Não posso, senhor, prometi votar nos conservadores. Estou comprometido.
Comprometido! Esse pobre homem, na sua ignorância sobre a solidariedade social, não sabe que estava comprometido a votar em mim há dois séculos atrás, quando seus ancestrais foram trazidos como escravos da África, e que sua própria cor ridicularizava sua desculpa de "comprometimento prévio".
Sendo o Brasil tão extensivamente uma nação heterogênea, ninguém mais do que eu se contenta em ver que não há maneira possível de traçar aqui a linha da cor como fronteira política tão distinta como é nos Estados Unidos.

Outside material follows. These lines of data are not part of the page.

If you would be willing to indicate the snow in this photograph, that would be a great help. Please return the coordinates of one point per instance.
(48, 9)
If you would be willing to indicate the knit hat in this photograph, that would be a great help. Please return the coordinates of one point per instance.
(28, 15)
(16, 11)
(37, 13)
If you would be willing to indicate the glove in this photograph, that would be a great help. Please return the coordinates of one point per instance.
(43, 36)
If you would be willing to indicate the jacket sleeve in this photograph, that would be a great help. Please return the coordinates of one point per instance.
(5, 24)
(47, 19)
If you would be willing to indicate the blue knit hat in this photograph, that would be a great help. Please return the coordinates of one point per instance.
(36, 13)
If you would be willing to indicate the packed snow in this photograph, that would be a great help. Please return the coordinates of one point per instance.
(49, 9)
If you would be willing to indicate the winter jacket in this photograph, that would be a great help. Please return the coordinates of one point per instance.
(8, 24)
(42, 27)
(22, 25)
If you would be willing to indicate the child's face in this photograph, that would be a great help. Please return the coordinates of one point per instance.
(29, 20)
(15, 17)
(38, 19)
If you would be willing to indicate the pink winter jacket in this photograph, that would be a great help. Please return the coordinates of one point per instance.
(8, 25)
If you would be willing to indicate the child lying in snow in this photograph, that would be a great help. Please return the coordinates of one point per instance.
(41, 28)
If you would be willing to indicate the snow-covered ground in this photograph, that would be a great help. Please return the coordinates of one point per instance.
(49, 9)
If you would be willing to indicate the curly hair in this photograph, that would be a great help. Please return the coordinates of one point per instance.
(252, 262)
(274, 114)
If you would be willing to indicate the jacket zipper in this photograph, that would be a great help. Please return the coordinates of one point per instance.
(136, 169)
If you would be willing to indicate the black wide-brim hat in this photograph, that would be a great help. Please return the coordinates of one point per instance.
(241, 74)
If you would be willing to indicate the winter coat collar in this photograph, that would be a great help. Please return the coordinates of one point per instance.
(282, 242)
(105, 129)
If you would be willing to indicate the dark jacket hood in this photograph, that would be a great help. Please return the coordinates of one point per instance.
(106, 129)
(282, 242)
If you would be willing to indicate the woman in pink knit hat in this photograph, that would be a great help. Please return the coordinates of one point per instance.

Mesmo a questão da escravidão não criou um sentimento de raça, completamente ausente de toda a nossa história e daí para a nossa atual constituição nacional.
Mas, ao mesmo tempo, esta despreocupação dos negros no Brasil com a questão da abolição, de modo que tão logo deixem de ser escravos e saltem repentinamente para a dignidade de cidadãos e eleitores, livrando-se de qualquer que seja o laço de sangue com sua própria raça escravizada, é mais um sinal de como a humilhação da escravidão penetrou profundamente na alma e no coração da população escrava e da dificuldade que o movimento abolicionista tinha para lutar contra ela no Brasil.
Aqui, de fato, em vez de um sólido voto negro, como na América do Norte, para o partido que levantou o clamor pela abolição, como um débito de gratidão de toda a raça para com os seus libertadores, pudemos ver os negros, salvo honrosas exceções, seguindo a bandeira do partido dos seus antigos senhores como um remanescente da alma escrava ainda viva neles."


Silêncio de monge

O senador Pedro Simon, um dos parlamentares mais respeitados do PMDB, anda calado. Calado demais.